Saturday, January 5, 2008
As grandparents we love it when we are asked to baby sit. In fact I hate to call it baby sitting I’d rather just call it fun time with the grandkids, because we do have fun.
Blake and Nate help grandma make dinner.
After dinner it is time to blow bubbles!
Blowing bubbles at 2 years of age is not easy.
But stomping on bubbles is easy and fun!
More stomping and blowing bubbles. Note you get red hands when you play with food coloring at home before you come to your grandparents house.
It is sure fun to eat the whipped cream off the beaters, and when you drop it on the counter, no problem just have grandma hand you a spoon.
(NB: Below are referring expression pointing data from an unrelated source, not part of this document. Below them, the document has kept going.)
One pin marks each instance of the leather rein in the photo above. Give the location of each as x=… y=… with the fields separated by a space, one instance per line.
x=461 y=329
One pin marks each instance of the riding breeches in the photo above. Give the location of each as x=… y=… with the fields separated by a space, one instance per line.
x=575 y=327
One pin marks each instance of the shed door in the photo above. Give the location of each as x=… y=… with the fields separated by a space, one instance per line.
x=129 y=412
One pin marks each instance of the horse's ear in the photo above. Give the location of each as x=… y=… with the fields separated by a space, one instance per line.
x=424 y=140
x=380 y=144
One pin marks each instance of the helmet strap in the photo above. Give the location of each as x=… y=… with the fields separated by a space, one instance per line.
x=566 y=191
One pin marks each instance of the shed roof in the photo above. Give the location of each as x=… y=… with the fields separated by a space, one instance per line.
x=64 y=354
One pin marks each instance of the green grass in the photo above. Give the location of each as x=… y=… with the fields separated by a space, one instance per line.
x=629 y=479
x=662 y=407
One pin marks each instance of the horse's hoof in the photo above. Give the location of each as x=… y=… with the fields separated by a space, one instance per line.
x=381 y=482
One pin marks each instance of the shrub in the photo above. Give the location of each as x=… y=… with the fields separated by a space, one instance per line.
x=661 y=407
It pays to be grandma's #1 helper. After you bake the brownies you also get to make whipped cream.
Tuesday, January 1, 2008
Having the boys over on New Years Day was a great way to start 2008! Most especially since their mom made lasagna.
Nate sees his brother Blake being silly looking for dinner so he has to be silly too!
Yes, this is extra silly Blake.
The boys love Grandma and her keyboard. I’d tend to not let the boys play with an expensive keyboard but Grandma lets them play and experiment with all the different settings, and they love it.
I hope this early experimentation helps them gain a love for music. Both boys already seem to like it and will often ask me to put on opera when we are driving. Even 2 year old Nate said he wanted opera over more modern music that was playing on the radio the other day.
Nate adjust the various switches while Blake listens on the headphones.